For instance, below an example of a TwitterCorpusWithSparseFeatures
:
date lang text source cluster
1218234203361480704 2020-01-17 18:10:42+00:00 eng Q: What is a novel #coronavirus... Twitter Web App 100141
1218234642186297346 2020-01-17 18:12:27+00:00 eng Q: What is a novel #coronavirus... IFTTT 100141
1219635764536889344 2020-01-21 15:00:00+00:00 eng A new type of #coronavirus ... TweetDeck 100141
... ... ... ... ... ...
1298960028897079297 2020-08-27 12:26:19+00:00 eng So you come in here WITHOUT A M... Twitter for iPhone 100338
1310823421014573056 2020-09-29 06:07:12+00:00 eng Vitamin and mineral supplements... TweetDeck 100338
1310862653749952512 2020-09-29 08:43:05+00:00 eng FACT: Vitamin and mineral suppl... Twitter for Android 100338
And an example of a NewsCorpusWithSparseFeatures
:
date lang title text source cluster
24290965 2014-11-02 20:09:00+00:00 spa Ponta gana la prim ... Las encuestas... Publico 1433
24289622 2014-11-02 20:24:00+00:00 spa La cantante Katie Mel... La cantante b... La Voz de Galicia 962
24290606 2014-11-02 20:42:00+00:00 spa Los sondeos dan ganad... El Tribunal ... RTVE.es 1433
... ... ... ... ... ... ...
47374787 2015-08-27 12:32:00+00:00 deu Microsoft-Betriebssys... San Francisco... Handelsblatt 170
47375011 2015-08-27 12:44:00+00:00 deu Microsoft-Betriebssy ... San Francisco... WiWo Gründer 170
47394969 2015-08-27 20:35:00+00:00 deu Windows 10: Mehr als ... In zwei Tagn ... gamona.de 170
Command line arguments
Once installed, the command compute_dense_vectors
can be used directly, as registered in your PATH.
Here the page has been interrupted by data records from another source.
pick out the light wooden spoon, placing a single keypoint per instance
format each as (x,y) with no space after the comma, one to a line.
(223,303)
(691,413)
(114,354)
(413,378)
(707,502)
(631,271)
usage: compute_dense_vectors [-h] --corpus CORPUS --dataset-type {twitter,news} [--model-name MODEL_NAME] --output-corpus OUTPUT_CORPUS
Take a document corpus (in pickle format) and compute dense vectors for every feature
optional arguments:
-h, --help show this help message and exit
--corpus CORPUS Path to the pickle file containing the corpus to process.
--dataset-type {twitter,news}
The kind of dataset to process. ‘twitter’ will use the ’TwitterCorpus’ class, the ‘Corpus’ class otherwise
--model-name MODEL_NAME
The name of the model that can be used to encode sentences using the S-BERT library
--output-corpus OUTPUT_CORPUS
Path where to export the new corpus with computed TF-IDF vectors.